Accomplished Technical Architect and Sr. SRE Engineer known for delivering scalable solutions and optimizing performance. Expertise in AI-driven automation and capacity planning to enhance operational efficiency and minimize disruptions.
Overview
11
11
years of professional experience
Work History
Sr. SRE Engineer / Technical Architect
BJs Wholesale Club
Westborough, USA
04.2019 - Current
Led automation initiatives that reduced manual workload, improving application efficiency by 30%.
Independently developed and deployed an AI-powered application with end-to-end MLOps pipeline, integrating model training and monitoring.
IBM Sterling OMS SME: Acted as the Subject Matter Expert (SME) for IBM Sterling Order Management System (OMS), providing strategic guidance, troubleshooting, and optimization of Sterling OMS workflows to enhance order fulfillment and inventory management efficiency.
Performance Tuning: Monitored, analyzed, and optimized application and infrastructure performance to ensure scalability and reliability. Identified bottlenecks in Call Center Portal, where slow response times impacted customer service, and in the Store Picking process, improving timely fulfillment of online orders.
Review & Implementation: Reviewed solutions with the customer architecture team and deployed automation tools in production. Example: Developed an automated configuration comparison tool, incorporating advanced parsing logic to minimize manual validation effort before deployment.
Collaboration with Development Teams: Partnered with developers to ensure reliability best practices were applied early in development. Example: After an outage investigation, proactively implemented error-handling improvements for a new feature to prevent similar failures in production.
Capacity Planning & Forecasting: Analyzed usage patterns to forecast resource needs and optimize agent topology for better workload distribution. Example: DB space reclaim activity, which recovered unused storage, reducing database cost by 25%.
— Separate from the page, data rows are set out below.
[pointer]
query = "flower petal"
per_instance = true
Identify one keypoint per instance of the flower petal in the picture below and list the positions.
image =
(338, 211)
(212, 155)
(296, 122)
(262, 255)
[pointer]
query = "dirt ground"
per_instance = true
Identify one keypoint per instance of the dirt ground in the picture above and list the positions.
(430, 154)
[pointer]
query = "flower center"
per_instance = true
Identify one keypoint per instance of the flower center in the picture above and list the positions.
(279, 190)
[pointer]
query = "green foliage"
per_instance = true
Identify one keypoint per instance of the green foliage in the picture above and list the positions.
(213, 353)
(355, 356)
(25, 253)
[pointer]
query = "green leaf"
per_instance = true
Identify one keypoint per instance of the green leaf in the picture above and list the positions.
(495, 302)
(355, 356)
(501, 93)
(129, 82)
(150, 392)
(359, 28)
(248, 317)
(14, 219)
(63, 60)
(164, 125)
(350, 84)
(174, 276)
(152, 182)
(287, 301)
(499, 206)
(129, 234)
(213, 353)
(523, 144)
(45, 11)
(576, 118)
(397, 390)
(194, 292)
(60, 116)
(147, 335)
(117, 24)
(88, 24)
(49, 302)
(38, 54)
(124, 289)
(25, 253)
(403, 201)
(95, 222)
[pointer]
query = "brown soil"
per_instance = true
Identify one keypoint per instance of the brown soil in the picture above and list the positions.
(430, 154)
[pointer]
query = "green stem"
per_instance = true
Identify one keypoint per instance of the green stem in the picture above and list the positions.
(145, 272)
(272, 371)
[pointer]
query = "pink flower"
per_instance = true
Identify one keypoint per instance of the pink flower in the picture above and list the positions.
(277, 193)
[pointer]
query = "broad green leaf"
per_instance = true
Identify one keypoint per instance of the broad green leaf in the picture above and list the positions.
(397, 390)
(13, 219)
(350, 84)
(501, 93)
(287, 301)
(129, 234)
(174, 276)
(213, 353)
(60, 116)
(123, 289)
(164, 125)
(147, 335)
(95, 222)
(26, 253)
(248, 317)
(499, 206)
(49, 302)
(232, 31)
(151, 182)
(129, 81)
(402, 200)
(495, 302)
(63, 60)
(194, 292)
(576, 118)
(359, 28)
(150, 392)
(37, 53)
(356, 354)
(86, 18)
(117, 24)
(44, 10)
Automation for Incident Mitigation: Developed and deployed automation scripts to act as short-term fixes for production issues until permanent resolutions were implemented. Example: Created self-healing scripts that automatically restarted impacted services, ensuring uptime while long-term fixes were developed.
High Availability & Scalability: Designed and maintained highly available and scalable infrastructure to handle retail peak demand during high-traffic events like holiday sales.
Proactive Monitoring & Alerting: Integrated NewRelic, Scalyr, Kafana and Logrocket for real-time anomaly detection, proactively identifying system failures before impacting customers.
Service Level Objectives (SLOs): Defined and monitored SLOs, SLIs, and SLAs to ensure alignment with business expectations. Example: Established non-functional requirements for new features, including a maximum response time and error rate thresholds.
Business Process Optimization: Automated complex and repetitive business processes to improve operational efficiency and minimize disruptions. Example: Developed automation for the store batch picking process, resolving fulfillment bottlenecks where orders were getting stuck and significantly reducing processing delays to ensure timely deliveries.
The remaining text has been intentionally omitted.